Esa clase de detalles no preocupaban a su compañera: apenas existía diferencia entre la forma de vestir de una burguesa y la de una camarera al servicio de la corte. La cofia almidonada y el vestido gris con cuello y mangas adornados de encaje eran su atuendo habitual, y lo completaba con una amplia capa negra con capuchón que la envolvía por completo. Jeannette se sentía menos triste: el día era bueno, y el viaje -aunque no conociera el lugar al que se dirigían- le gustaba, sobre todo porque no tendría que soportar mucho tiempo el traqueteo de aquel carruaje público y, por tanto, incómodo y maloliente: en Vitré lo dejarían con cualquier pretexto, así como el disfraz de Ganseville, y alquilarían caballos de posta que, por Châteaubriant, les llevarían hasta Piriac, donde embarcarían. Lo importante era salir de París burlando la vigilancia que esperaba Beaufort por parte del teniente civil. Laffemas no debía de ignorar a esas alturas lo que había ocurrido en La Ferrière, y Raguenel le había dicho que algunas personas de aspecto sospechoso rondaban su casa desde que había regresado a ella. De modo que, la víspera de la partida, François se había llevado a Jeannette al hôtel de Vendôme, donde se encontraba su lugar natural, porque vivía en ella desde que Sylvie había sido adoptada por la duquesa.

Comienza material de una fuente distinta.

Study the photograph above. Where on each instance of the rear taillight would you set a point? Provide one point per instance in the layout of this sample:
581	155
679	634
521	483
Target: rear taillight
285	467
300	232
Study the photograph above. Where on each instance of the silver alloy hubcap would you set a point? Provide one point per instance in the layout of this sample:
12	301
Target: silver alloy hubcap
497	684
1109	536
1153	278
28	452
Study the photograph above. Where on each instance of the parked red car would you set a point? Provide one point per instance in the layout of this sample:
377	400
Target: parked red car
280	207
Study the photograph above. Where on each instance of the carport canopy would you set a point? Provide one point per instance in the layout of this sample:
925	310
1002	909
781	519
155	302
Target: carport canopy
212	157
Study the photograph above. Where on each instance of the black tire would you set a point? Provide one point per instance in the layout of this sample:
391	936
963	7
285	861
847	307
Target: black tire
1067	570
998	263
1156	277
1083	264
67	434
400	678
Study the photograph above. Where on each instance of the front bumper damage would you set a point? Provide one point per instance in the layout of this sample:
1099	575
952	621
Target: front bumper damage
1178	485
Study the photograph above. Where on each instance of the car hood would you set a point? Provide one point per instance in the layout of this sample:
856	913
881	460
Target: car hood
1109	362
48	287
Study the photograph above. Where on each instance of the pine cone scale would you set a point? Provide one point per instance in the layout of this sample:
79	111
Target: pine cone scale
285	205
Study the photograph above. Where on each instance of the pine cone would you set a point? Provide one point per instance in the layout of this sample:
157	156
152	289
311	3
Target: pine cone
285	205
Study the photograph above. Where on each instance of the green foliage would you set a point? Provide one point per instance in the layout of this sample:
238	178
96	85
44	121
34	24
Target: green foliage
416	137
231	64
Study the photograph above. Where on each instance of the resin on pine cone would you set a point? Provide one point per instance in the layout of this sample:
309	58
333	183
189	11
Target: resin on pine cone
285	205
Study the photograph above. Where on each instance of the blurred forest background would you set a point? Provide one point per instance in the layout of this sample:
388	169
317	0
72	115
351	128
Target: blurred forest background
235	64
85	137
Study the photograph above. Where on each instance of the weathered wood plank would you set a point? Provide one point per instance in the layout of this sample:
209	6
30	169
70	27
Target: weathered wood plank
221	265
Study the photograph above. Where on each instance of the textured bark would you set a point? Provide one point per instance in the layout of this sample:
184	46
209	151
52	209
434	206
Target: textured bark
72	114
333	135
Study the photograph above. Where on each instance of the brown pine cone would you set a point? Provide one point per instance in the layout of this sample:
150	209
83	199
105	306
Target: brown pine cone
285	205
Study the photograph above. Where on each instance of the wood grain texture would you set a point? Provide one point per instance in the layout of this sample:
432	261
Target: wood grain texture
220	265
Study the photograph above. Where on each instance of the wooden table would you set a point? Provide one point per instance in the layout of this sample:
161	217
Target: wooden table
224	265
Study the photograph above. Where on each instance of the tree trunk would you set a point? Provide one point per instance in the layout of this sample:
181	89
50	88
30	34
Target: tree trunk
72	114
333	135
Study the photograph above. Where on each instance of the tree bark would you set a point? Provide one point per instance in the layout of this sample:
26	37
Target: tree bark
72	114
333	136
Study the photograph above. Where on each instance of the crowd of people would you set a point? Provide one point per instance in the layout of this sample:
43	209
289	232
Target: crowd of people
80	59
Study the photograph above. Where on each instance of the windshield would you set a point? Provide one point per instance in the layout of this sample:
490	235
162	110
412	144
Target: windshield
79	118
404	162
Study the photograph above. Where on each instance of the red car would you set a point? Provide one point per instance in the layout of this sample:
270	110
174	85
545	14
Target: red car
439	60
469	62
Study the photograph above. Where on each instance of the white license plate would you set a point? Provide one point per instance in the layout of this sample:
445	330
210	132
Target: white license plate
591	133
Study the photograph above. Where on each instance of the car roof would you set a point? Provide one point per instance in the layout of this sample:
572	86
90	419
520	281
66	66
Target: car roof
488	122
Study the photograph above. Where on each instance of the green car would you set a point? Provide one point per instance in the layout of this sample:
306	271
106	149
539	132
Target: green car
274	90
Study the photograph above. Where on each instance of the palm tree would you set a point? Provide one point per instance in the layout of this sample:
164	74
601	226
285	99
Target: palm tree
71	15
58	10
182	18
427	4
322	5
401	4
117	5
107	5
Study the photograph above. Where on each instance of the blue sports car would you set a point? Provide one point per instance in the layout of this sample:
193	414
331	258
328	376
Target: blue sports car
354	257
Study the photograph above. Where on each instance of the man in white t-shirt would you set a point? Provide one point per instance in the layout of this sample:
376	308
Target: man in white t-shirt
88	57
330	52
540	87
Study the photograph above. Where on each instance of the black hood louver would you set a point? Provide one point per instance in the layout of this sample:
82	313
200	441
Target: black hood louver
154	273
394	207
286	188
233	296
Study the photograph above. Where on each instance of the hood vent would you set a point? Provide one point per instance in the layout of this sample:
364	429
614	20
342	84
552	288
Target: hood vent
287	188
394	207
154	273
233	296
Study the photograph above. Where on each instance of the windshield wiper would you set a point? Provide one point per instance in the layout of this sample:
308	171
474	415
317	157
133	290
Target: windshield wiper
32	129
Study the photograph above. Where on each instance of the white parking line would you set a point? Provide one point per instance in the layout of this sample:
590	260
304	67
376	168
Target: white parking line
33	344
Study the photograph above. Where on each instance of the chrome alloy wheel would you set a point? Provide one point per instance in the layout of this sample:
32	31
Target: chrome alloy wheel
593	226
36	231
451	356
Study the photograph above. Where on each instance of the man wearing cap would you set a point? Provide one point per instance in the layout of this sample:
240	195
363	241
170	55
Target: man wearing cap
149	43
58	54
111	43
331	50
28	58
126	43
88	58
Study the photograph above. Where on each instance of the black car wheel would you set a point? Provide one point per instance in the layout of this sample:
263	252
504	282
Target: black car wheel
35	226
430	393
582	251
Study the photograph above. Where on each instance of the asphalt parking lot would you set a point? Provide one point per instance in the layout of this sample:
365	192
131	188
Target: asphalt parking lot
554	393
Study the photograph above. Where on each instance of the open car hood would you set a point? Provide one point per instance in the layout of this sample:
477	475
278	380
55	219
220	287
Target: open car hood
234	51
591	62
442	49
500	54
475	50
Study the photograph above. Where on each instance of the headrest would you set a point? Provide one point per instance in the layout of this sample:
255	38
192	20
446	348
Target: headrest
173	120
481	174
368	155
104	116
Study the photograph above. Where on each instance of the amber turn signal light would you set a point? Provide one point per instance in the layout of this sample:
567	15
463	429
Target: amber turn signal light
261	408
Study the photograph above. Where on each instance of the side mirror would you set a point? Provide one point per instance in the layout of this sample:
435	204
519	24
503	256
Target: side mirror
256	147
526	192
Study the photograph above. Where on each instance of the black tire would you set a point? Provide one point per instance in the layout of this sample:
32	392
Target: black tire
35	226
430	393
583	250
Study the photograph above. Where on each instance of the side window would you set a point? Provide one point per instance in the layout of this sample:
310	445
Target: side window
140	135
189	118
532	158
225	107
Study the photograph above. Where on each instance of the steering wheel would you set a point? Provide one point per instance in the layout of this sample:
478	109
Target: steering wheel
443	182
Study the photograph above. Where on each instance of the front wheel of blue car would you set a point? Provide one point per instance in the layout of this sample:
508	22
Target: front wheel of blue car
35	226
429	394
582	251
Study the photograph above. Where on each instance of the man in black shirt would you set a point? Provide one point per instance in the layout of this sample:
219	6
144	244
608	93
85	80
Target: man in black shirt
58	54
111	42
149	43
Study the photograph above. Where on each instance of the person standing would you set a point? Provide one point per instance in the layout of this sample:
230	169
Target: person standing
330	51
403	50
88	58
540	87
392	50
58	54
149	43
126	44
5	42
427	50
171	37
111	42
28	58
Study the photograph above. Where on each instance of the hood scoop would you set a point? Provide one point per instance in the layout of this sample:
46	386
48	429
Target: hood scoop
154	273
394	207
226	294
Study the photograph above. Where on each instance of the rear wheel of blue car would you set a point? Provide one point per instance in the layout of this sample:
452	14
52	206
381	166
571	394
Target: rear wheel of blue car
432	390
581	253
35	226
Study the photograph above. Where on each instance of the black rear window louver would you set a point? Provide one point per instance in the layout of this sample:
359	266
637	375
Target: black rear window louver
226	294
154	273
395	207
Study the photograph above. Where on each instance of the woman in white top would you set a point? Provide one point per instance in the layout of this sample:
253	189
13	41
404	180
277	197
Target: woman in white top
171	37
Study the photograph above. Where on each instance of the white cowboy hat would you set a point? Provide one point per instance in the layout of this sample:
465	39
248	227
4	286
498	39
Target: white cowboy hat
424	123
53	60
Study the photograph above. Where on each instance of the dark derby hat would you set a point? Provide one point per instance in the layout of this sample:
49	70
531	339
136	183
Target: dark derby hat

Al pensar en su amo, Ganseville se sentía melancólico, ya que mientras él iba entre sacudidas por caminos mal pavimentados con gruesos adoquines y llenos de baches, Beaufort, escoltado por Brillet y dos lacayos, galopaba por la ruta de Flandes con la perspectiva de la fiebre de las batallas, el tronar de los cañones, el crepitar de las descargas de fusilería, el redoble de los tambores, la gloria tal vez… ¡La vida, en una palabra! Su único consuelo era que aquel viaje anodino representaba una misión de extrema confianza relacionada con el secreto que tenía el honor de compartir con el amo al que quería.
El viaje transcurrió con toda normalidad, en compañía de personas que no incitaban a la conversación: un sacerdote que rezaba todo el rato, una viuda que lloraba todo el rato también, y una pareja de ancianos que, cuando no cuchicheaban entre risitas, dormían concienzudamente. A pesar de ello, al llegar a Vitré, Ganseville tenía hormigueo en las piernas y Jeannette se moría de impaciencia. Pero en aquella antigua villa, que conservaba su imponente aspecto feudal, les bastó una corta estancia en el hôtel Du Plessis, cuyos dueños eran viejos amigos de los Vendôme, para que Pierre recuperase su aspecto habitual. Entonces fue Jeannette quien perdió el suyo y se convirtió en un esbelto jinete -su joven ama había hecho que la enseñaran a montar para que pudiera seguirla en sus galopadas a través de los bosques, en Anet o Chenonceau-. Se montó en la silla con un aplomo que complació a su compañero, un poco inquieto al principio sobre el ritmo que iba a imponerle la presencia de una mujer.